The Vintners' Company was associated with the other City Companies in James I's scheme for the plantation of Ireland. It owned estates there known as "Vintners' Manor" or "Bellaghy" until 1737 when it sold them subject to a rent charge of £200 p.a. and "a brace of good bucks."

The Livery Companies came under violent political attack during the nineteenth century. Fortunately, the Company was able to show to the Charity Commission and the City of London Livery Companies' Commission that it was caring for its estates and was spending more on its charities than was legally required. It managed even to keep the remnants of its once enormous power, the privilege of selling wine without licence in London, within three miles of its walls and in certain specified ports and thoroughfare towns between London and Dover and London and Berwick. The twentieth century was marked by a steady progress towards the Company's renewed interest in and support for its trade, culminating in the granting of a new Charter on the 20th August, 1973.

Ceremonies and Feasts

The Vintners practise many varied and fascinating ceremonies, most with interesting indicators of the medieval origins of the Company.

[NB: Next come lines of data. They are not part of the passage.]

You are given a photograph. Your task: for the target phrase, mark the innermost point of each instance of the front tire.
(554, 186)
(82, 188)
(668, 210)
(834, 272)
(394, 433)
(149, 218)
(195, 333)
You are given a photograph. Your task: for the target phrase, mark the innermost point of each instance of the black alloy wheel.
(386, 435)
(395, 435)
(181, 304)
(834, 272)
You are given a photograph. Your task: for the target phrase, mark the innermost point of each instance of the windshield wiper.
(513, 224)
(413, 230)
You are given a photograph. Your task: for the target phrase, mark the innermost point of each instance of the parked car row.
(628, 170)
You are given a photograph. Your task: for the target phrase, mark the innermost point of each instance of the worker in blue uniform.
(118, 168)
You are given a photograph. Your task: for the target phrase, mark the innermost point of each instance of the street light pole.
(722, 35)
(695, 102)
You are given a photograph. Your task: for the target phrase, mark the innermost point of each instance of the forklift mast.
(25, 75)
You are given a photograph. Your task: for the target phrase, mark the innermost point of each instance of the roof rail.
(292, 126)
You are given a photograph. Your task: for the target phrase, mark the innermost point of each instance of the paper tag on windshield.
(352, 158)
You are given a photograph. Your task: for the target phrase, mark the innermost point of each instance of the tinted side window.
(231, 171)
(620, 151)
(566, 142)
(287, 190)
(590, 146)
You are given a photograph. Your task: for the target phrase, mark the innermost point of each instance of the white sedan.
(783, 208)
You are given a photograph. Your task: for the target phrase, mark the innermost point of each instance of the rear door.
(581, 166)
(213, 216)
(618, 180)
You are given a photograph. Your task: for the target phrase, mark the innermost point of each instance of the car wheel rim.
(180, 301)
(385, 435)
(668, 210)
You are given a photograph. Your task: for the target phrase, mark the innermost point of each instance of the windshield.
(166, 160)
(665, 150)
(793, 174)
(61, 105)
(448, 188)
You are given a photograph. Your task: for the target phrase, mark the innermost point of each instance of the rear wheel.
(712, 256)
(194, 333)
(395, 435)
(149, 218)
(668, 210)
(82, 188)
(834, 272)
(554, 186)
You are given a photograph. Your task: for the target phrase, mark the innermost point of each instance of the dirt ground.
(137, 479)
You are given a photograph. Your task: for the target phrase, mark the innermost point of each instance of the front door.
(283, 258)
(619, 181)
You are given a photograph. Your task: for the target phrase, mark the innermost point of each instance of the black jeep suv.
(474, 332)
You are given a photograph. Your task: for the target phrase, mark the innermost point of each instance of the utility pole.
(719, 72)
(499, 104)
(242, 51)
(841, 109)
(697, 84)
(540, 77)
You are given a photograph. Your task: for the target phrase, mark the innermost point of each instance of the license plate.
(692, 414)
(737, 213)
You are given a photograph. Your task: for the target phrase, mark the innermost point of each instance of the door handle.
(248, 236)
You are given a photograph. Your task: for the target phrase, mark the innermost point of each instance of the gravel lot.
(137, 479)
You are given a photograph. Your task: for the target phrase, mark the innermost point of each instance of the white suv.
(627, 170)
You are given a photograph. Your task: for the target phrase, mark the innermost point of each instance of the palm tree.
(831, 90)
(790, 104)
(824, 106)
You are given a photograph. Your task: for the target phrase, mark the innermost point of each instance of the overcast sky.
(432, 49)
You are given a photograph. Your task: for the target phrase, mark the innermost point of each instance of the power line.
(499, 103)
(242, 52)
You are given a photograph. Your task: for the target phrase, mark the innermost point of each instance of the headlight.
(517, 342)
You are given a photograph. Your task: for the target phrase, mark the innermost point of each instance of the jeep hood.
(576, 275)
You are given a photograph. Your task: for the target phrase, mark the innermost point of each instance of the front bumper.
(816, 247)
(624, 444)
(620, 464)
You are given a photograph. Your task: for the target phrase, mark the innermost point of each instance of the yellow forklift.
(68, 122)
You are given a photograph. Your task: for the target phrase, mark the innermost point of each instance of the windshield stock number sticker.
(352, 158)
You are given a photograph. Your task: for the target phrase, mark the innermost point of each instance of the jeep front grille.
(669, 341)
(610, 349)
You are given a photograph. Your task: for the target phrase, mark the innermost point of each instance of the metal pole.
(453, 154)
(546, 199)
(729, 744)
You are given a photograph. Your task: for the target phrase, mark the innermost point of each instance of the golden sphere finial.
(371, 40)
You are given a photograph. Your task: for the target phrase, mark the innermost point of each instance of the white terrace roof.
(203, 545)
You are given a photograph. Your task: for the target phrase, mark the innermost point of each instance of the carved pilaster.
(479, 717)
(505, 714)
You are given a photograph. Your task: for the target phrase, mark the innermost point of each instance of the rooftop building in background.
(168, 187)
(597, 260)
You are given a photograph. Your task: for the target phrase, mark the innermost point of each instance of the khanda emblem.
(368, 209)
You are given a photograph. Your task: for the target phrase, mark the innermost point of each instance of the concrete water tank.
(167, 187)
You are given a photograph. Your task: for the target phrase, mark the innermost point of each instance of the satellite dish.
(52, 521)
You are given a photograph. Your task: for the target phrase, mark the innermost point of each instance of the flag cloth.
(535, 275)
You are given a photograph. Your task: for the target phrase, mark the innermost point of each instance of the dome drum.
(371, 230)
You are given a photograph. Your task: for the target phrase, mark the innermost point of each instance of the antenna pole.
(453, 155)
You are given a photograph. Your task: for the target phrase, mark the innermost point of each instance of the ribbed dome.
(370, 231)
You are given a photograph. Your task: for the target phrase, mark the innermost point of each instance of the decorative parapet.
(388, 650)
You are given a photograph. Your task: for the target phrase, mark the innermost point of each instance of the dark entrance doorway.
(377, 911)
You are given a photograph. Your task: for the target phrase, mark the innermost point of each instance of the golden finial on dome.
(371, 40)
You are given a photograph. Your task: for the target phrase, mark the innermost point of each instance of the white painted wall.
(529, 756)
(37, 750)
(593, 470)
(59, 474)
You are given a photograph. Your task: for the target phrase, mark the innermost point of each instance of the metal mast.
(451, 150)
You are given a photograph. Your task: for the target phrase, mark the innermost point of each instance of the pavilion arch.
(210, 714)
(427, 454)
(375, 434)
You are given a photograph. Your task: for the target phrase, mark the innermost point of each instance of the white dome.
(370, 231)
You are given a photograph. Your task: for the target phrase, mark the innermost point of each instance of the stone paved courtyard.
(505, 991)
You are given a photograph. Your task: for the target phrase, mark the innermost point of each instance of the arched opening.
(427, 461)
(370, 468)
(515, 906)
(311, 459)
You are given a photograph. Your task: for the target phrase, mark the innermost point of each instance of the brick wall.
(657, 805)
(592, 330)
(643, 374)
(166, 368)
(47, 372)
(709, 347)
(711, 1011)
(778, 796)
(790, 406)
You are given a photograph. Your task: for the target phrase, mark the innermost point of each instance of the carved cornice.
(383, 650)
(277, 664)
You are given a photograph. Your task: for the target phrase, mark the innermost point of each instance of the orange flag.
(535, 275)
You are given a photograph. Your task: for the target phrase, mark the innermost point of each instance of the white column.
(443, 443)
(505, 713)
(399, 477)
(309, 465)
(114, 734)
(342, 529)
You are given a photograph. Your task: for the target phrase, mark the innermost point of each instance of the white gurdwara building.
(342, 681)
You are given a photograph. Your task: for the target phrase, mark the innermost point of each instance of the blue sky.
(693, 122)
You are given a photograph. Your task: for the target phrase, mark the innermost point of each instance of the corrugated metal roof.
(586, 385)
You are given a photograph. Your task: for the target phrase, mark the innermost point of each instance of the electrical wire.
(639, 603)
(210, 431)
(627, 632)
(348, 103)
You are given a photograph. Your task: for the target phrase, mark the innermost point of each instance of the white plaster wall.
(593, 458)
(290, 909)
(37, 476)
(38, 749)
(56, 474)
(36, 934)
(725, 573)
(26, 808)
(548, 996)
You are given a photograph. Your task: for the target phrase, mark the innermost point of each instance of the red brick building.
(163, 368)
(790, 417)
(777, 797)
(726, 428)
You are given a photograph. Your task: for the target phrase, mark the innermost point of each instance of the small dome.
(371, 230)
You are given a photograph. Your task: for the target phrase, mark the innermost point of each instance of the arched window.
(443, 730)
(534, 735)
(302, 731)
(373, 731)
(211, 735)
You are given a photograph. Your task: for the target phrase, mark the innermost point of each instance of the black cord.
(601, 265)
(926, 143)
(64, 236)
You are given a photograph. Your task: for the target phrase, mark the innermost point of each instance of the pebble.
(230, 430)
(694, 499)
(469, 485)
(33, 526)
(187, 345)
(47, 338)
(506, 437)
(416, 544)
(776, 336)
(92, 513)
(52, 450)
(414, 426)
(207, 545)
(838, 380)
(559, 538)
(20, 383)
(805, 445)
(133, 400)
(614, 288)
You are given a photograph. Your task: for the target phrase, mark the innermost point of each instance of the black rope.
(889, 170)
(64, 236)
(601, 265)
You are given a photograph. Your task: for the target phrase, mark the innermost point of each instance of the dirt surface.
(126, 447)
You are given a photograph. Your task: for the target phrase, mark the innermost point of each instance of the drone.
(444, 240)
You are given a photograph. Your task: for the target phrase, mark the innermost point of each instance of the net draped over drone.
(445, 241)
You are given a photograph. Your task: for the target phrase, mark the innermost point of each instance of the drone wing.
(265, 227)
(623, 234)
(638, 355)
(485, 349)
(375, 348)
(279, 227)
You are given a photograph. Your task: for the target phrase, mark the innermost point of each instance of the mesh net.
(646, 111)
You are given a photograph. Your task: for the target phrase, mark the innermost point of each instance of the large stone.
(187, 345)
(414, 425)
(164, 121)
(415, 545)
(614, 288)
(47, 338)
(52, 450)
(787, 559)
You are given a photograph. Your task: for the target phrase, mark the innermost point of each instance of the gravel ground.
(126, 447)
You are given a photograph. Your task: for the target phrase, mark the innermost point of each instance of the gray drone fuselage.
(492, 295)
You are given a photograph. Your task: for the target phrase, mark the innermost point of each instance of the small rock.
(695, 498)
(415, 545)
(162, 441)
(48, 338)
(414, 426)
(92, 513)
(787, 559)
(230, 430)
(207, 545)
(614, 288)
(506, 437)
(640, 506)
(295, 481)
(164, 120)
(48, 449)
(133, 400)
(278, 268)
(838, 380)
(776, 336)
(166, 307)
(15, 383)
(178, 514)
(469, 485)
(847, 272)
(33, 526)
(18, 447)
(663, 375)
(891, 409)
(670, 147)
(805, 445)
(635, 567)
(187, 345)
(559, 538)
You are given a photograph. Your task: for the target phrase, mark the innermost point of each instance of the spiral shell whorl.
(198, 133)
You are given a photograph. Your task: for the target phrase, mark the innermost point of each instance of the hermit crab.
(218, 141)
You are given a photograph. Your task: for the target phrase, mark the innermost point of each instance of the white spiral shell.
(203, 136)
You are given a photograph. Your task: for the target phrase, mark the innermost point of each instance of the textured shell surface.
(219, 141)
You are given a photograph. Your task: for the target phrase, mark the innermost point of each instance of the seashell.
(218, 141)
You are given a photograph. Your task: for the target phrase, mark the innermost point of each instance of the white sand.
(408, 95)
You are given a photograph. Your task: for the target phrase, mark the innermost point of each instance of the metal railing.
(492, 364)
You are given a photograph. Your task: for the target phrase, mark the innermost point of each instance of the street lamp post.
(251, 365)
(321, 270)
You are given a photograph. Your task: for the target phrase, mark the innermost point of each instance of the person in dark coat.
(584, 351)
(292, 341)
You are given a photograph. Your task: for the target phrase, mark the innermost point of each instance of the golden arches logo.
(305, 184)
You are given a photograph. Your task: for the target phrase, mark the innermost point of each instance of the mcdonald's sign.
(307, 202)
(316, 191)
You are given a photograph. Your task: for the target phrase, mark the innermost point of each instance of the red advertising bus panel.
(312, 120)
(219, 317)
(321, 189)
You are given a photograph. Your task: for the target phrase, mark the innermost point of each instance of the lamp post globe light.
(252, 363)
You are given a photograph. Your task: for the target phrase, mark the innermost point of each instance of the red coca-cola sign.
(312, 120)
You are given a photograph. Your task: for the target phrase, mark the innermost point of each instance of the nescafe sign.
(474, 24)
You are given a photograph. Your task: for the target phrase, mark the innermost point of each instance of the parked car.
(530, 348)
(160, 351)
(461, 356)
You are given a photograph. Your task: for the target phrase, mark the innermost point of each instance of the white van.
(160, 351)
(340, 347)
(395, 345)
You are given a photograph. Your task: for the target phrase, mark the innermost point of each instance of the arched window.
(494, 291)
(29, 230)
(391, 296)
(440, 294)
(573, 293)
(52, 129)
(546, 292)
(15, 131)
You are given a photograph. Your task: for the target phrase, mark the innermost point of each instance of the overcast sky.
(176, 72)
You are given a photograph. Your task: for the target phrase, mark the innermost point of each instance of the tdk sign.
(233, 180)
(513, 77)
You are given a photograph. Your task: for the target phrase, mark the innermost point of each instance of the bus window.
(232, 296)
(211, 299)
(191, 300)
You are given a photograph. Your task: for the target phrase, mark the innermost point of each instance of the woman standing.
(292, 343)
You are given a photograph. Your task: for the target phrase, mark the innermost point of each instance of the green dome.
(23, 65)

The Company attends a service in St James Garlickhythe after the election of the Master in July of each year. The Court walks in procession to and from the church. The Master and Wardens wear furred gowns, Tudor caps and carry posies. The procession's path is swept clean by a Wine Porter using a birch broom. The posies and the brooms are inherited from the medieval practice of this ceremony. The posies sweetened the foul smelling air of medieval London and the brooms were necessary to clear the filth that covered the medieval streets.

Kenton Day

Every year in the summer, the Company attends a service dedicated to the remembrance of Benjamin Kenton, the Master in 1776. Children from schools he endowed also attend, four of them wearing the clothes of Kenton's period.


One of the earliest and most famous accounts of the Vintners' Company is in the Liber Niger of Westminster Abbey. The report describes the feasting of Five Kings at a banquet held by the wine trader Henry Picard, Citizen and Vintner, in 1363. The identity of the five Kings is disputed, but the tradition has persisted in the toast of the Company: "The Vintners' Company, may it flourish root and branch for ever with Five and the Master".

The Company has entertained many other great persons, among them the four sons of King Henry IV, General Monck, Queen Anne, the four sons of Queen Victoria, and the four sons of King George V. In 1964 when Air Chief Marshal Sir Christopher Courtney was Master, the Company held a Swan Feast to celebrate the six hundredth anniversary of the granting of the first charter, thought to have been dated at 1364, at which The Duke and Duchess of Gloucester, Prince Bernhard of the Netherlands, the Princess Royal and Princess Alice, Countess of Athlone, were present.

Swan Feast

The Swan Feast takes place every year. Cooked like a turkey or a chicken, swans were a medieval delicacy -'stuffed with herbs and pork fat, sealed in a paste of flour and water and roasted for 2-3 hours until tender'. The annual Swan Feast held on the last Thursday of November maintains this tradition. However, swan as a culinary delight has not lived up to its medieval reputation - the muscly legs and wings are very tough meat and the birds are no longer eaten.

The different elements of the Vintners' Company Coat of Arms are described below.


Depicted here are three tuns, or large barrels, that were used for transporting wine.


The crest is supported on either side by swans. The Vintners, the Crown and the Dyers are the only legal owners of swans on the Thames. There are sometimes two nicks in the swans’ beaks – the Vintners’ mark of ownership. Around the necks hang bunches of grapes.


A medieval ship called a caravel symbolising the Vintners’ connection with the wine producing area in France Gascony.

Gold Cart-wheel on sail

The gold cart-wheel on the main sail is a fifteenth century emblem for St Martin.


"Wine gladdens the heart”. The motto was registered in 1822.